ImageRAGTurbo: Towards One-step Text-to-Image Generation with Retrieval-Augmented Diffusion Models

TL;DR

Experimental results on fast text-to-image generation demonstrate that this novel approach to efficiently finetune few-step diffusion models via retrieval augmentation produces high-fidelity images without compromising latency compared to existing methods.

Abstract

Diffusion models have emerged as the leading approach for text-to-image generation. However, their iterative sampling process, which gradually morphs random noise into coherent images, introduces significant latency that limits their applicability. While recent few-step diffusion models reduce the number of sampling steps to as few as one to four steps, they often compromise image quality and prompt alignment, especially in one-step generation. Additionally, these models require computationally expensive training procedures. To address these limitations, we propose ImageRAGTurbo, a novel approach to efficiently finetune few-step diffusion models via retrieval augmentation. Given a text prompt, we retrieve relevant text-image pairs from a database and use them to condition the generation process.
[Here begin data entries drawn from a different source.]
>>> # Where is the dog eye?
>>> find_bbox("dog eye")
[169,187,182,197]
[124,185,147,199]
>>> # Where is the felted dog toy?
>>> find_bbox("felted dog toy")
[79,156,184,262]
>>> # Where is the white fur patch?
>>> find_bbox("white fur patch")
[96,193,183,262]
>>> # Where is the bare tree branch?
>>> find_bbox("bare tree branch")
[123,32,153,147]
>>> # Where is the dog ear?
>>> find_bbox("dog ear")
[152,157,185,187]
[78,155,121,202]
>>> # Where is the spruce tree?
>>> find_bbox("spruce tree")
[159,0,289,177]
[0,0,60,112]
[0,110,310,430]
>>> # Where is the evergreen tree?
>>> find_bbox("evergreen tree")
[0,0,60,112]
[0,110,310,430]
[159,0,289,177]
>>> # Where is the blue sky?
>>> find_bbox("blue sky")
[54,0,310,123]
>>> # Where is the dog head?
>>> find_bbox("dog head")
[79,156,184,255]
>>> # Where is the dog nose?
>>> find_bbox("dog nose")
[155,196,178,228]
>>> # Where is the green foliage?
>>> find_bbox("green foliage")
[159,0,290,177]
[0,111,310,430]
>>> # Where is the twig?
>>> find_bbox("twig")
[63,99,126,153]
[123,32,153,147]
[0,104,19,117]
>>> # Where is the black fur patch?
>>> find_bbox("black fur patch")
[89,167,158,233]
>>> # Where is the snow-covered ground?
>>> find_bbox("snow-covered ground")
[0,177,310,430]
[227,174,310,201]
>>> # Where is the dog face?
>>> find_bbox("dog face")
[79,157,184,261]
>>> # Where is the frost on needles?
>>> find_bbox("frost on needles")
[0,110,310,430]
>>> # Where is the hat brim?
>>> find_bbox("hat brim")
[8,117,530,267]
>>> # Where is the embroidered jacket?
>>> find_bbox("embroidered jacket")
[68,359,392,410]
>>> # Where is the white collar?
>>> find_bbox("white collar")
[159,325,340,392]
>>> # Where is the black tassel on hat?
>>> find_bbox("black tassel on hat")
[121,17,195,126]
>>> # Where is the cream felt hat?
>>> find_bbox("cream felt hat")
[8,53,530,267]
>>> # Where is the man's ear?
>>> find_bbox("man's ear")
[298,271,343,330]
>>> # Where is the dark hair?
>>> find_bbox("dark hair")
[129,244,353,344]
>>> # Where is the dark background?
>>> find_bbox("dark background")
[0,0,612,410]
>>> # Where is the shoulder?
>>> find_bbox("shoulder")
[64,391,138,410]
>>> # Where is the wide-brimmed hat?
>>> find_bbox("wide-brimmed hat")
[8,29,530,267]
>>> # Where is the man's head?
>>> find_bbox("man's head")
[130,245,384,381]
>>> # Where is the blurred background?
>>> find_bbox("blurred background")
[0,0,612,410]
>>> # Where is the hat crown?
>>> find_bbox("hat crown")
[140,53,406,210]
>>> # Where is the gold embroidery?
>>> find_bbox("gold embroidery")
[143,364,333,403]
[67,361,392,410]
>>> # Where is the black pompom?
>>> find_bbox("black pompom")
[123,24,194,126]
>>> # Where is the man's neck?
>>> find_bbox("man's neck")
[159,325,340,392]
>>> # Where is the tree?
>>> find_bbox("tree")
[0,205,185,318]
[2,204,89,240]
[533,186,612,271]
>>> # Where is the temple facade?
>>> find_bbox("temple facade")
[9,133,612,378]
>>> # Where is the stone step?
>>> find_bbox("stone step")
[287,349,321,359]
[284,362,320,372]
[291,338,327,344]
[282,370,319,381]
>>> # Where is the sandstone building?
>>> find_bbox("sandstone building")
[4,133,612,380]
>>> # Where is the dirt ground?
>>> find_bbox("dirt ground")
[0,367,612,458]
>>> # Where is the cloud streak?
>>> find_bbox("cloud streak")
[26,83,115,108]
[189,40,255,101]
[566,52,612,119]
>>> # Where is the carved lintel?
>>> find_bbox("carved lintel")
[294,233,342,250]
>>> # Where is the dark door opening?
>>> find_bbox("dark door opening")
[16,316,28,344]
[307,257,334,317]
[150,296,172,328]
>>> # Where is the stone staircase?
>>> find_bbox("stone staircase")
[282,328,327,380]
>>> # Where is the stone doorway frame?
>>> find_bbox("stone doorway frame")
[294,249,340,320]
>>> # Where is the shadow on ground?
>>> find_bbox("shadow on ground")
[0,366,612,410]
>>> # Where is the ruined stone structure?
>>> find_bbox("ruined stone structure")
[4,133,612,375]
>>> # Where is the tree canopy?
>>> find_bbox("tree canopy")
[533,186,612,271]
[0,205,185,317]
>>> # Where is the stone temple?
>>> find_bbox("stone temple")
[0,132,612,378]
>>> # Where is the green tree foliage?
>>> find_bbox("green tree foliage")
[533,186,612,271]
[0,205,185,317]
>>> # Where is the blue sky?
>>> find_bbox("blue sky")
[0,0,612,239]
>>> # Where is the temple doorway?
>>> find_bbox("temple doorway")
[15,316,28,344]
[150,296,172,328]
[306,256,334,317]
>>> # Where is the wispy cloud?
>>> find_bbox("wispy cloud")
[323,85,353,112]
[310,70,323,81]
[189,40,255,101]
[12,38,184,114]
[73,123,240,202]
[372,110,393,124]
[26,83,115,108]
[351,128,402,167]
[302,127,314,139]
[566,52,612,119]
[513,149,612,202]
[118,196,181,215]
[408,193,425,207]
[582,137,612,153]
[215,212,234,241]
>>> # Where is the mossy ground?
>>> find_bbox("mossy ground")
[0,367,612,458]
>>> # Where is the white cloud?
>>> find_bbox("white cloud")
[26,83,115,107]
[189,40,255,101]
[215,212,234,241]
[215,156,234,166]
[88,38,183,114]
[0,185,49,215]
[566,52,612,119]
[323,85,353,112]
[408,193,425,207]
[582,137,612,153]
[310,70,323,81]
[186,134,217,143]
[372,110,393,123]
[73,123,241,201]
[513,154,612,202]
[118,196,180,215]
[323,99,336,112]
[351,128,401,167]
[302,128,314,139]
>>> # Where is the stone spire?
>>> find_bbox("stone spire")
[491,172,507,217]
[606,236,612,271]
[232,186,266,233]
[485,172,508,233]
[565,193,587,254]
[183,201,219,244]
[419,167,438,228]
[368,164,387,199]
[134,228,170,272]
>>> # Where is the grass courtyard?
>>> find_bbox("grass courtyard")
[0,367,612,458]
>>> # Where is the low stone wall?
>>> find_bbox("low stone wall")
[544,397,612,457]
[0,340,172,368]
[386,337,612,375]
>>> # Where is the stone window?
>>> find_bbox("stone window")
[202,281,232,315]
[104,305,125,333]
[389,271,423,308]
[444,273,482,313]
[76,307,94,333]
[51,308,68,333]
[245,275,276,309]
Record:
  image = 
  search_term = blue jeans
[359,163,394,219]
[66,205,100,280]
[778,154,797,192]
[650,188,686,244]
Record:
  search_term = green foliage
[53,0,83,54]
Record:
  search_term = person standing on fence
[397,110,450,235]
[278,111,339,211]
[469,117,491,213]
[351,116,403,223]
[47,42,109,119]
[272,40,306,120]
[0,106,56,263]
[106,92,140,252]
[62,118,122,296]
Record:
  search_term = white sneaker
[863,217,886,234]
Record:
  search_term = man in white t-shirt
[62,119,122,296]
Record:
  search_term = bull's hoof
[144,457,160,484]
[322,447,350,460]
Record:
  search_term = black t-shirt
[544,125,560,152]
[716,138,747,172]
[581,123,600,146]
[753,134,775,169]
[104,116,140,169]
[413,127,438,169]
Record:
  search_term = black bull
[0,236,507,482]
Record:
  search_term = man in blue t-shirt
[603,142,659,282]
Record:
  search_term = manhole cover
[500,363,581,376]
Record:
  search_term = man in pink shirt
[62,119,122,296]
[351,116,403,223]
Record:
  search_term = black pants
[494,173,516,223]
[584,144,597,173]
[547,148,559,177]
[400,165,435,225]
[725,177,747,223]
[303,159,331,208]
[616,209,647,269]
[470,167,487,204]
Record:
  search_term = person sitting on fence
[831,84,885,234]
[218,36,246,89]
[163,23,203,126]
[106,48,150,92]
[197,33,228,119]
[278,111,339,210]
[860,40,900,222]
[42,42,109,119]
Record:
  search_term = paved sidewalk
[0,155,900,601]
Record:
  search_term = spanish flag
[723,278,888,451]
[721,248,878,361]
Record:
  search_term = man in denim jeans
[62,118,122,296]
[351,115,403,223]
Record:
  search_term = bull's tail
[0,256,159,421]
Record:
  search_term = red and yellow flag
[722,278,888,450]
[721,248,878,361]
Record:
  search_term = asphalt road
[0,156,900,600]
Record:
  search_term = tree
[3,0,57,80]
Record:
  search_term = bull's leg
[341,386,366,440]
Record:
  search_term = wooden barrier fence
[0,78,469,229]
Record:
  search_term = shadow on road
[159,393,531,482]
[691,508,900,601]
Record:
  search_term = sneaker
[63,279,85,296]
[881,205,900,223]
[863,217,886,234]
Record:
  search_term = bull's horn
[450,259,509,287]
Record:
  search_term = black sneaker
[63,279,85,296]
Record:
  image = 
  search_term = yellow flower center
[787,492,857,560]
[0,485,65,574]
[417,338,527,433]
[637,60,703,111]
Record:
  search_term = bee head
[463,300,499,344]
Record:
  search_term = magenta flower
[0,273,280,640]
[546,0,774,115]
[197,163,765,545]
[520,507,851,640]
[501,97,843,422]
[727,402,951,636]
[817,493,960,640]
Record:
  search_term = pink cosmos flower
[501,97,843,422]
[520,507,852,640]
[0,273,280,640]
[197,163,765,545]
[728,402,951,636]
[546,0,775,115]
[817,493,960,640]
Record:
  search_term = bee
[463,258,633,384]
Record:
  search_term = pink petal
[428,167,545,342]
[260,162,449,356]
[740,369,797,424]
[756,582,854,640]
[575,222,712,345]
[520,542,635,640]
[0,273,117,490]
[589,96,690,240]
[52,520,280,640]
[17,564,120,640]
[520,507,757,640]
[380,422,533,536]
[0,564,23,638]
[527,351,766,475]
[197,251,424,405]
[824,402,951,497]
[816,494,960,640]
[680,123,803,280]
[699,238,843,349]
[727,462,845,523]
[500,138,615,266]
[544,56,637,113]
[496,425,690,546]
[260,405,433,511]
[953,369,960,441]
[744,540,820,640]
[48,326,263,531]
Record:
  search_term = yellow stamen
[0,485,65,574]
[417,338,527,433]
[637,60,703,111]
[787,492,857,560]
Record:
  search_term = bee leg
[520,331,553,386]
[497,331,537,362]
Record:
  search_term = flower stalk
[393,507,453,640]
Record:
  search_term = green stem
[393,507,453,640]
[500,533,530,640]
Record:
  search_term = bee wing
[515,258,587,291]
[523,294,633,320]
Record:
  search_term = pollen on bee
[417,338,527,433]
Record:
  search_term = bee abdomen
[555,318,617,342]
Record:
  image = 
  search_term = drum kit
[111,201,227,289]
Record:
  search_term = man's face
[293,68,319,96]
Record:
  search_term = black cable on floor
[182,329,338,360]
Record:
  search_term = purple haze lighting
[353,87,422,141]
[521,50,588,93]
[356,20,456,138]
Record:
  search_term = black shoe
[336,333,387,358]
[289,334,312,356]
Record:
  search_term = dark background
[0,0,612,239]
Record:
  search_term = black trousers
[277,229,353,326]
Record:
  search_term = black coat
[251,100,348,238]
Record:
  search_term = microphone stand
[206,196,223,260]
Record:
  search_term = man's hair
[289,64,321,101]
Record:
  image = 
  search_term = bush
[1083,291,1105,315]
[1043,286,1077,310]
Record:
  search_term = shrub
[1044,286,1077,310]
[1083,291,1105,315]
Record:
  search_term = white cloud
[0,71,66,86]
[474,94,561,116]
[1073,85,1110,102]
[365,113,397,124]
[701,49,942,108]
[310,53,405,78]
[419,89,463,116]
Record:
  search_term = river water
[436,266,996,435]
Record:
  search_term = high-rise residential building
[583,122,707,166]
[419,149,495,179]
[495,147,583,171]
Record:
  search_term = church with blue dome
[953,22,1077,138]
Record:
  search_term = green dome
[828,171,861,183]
We argue that such retrieved examples provide rich contextual information to the UNet denoiser that helps reduce the number of denoising steps without compromising image quality. Indeed, our initial investigations show that using the retrieved content to edit the denoiser's latent space ($\mathcal{H}$-space) without additional finetuning already improves prompt fidelity. To further improve the quality of the generated images, we augment the UNet denoiser with a trainable adapter in the $\mathcal{H}$-space, which efficiently blends the retrieved content with the target prompt using a cross-attention mechanism. Experimental results on fast text-to-image generation demonstrate that our approach produces high-fidelity images without compromising latency compared to existing methods.

Figures (7)

• Figure 1: Illustrative examples of ImageRAGTurbo, where the visual concepts are highlighted by colored boxes. ImageRAGTurbo outperforms Stable Diffusion Turbo (adversarially distilled Stable Diffusion without retrieval) in generating accurate visual concepts. Even with a single step, ImageRAGTurbo performs comparably to Stable Diffusion with 50 steps. Please zoom in for better quality.
• Figure 2: Overview of the proposed ImageRAGTurbo framework for efficiently finetuning the few-step diffusion models with retrieval-augmented generation. The framework involves two main branches: i) a standard denoising branch (highlighted by green), and ii) a retrieval branch (highlighted by purple). For a target prompt $\text{p}^{\bm{tgt}}$, it will first be converted to embeddings with a pretrained text encoder $\tau_\phi(\cdot)$. Then we query a database based on the target text embeddings to obtain the retrieved text-latent embeddings ($\tau_\phi(\text{p}^{\bm{retr}}), \bm{z}^{retr}_t$), which is then fed into the encoder of the denoiser to obtain the retrieved $\mathcal{H}$-space feature $\bm{h}_t^{retr}$. Finally, the $\mathcal{H}$-space feature $\bm{h}_t^{retr}$ in the retrieved branch is injected into the denoising branch by the proposed $\mathcal{H}$-space adapter to guide the generation.
• Figure 3: Performance of direct $\mathcal{H}$-space injection, shown as a histogram of TIFA scores across various categories.
• Figure 4: The architecture of the discriminator used for latent adversarial training, which adds noise to the samples $\hat{\bm{z}}_0$ from the student model and $\bm{z}_0$ from the teacher model, and differentiate them.
• Figure 5: Detailed histogram of TIFA scores across various categories. Despite still lagging behind 50-step Stable Diffusion v2-1-base model, our 1-step ImageRAGTurbo achieves comparable or even slightly higher TIFA score in certain categories such as object, activity, and material.